The big two: new laptop, and new phone. The laptop I don't feel too guilty about because this thing is over 10 years old and is starting to act stupid. I'm one of 4 people in the world that still burns cds, therefore a busted cd drive is a big deal to me.

The phone keeps shutting off on me which is very annoying especially if I'm trying to navigate my hits of risky unprotected sex. Phone, why are you cockblocking?

Thursday, June 9, 2011

negative

That's what the Doctor told me a few days ago and the nurse who called me a few hours ago. Normally "negative" is a joyous word that replenishes hope and potential rather than make you instantly depressed.
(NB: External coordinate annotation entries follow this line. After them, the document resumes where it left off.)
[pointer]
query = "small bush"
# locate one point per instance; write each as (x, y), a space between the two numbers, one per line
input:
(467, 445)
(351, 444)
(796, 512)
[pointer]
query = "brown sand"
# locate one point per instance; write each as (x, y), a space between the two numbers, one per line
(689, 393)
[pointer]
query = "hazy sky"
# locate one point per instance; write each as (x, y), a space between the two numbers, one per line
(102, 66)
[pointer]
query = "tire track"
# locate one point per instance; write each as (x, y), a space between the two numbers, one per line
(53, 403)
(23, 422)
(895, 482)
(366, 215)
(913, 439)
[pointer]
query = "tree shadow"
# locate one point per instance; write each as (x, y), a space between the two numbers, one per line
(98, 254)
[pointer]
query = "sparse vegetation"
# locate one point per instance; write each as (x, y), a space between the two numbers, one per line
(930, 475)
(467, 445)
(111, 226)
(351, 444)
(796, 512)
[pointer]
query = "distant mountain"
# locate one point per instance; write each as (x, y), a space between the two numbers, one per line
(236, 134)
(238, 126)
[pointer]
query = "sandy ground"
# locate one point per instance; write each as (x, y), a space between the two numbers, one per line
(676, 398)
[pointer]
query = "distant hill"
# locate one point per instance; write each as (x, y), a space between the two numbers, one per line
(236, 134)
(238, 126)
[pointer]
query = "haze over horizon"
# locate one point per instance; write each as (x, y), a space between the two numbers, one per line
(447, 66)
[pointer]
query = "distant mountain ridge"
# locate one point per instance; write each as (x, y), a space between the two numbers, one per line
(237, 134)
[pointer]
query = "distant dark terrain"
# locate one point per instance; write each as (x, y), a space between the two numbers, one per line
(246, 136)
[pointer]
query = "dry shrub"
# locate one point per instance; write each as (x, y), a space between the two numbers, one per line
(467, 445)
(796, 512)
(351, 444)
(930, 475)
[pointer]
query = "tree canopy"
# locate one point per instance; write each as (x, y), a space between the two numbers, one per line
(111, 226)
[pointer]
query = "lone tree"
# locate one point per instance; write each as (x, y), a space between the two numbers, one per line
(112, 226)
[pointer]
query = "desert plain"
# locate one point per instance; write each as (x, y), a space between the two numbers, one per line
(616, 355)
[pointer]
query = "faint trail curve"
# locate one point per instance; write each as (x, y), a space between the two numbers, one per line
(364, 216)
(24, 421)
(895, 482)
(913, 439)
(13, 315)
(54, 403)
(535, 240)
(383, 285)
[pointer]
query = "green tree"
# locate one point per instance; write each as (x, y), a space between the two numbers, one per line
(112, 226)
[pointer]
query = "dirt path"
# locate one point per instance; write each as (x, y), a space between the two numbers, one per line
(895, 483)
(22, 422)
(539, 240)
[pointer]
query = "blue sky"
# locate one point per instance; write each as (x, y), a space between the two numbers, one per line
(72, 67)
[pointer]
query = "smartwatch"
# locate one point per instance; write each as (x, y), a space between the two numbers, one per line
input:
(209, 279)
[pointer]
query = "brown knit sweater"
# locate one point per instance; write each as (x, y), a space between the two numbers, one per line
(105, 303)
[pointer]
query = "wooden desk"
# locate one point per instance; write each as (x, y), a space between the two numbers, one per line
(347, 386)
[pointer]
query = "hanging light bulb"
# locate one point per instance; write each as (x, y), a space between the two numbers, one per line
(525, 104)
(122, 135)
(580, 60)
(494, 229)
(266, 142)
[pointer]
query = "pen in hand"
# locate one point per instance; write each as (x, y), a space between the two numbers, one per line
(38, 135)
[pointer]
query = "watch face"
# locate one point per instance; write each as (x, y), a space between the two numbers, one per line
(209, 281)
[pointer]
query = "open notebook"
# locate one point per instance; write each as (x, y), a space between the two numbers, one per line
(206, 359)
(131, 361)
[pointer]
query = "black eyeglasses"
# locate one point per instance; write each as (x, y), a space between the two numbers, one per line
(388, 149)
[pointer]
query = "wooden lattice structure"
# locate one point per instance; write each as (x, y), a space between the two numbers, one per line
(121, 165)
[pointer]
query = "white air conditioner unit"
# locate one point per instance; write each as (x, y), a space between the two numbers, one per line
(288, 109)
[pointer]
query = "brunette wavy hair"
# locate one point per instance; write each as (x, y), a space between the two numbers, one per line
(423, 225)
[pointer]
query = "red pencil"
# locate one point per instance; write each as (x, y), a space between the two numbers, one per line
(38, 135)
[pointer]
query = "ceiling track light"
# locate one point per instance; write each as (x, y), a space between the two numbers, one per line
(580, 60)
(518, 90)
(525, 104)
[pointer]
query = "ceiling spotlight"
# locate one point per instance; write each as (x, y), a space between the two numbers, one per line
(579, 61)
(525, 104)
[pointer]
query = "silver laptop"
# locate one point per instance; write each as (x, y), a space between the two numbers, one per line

HIV test = negative = you feeling like you've won the fucking lottery.
Pregnancy test = negative = you feeling like you've won the fucking lottery, but in a literal sense because of how much money you save in a period of time.

My negative results = your strep throat isn't bacterial, it's viral so you're gonna have to wait this one out. ERGG

There's a certain interesting delirium that comes with the onset exhaustion illnesses like these. Out of nowhere my muscles are sore and I can nod off whenever. I also have wicked mucuous that's thick and brown.

I'm gonna go read now.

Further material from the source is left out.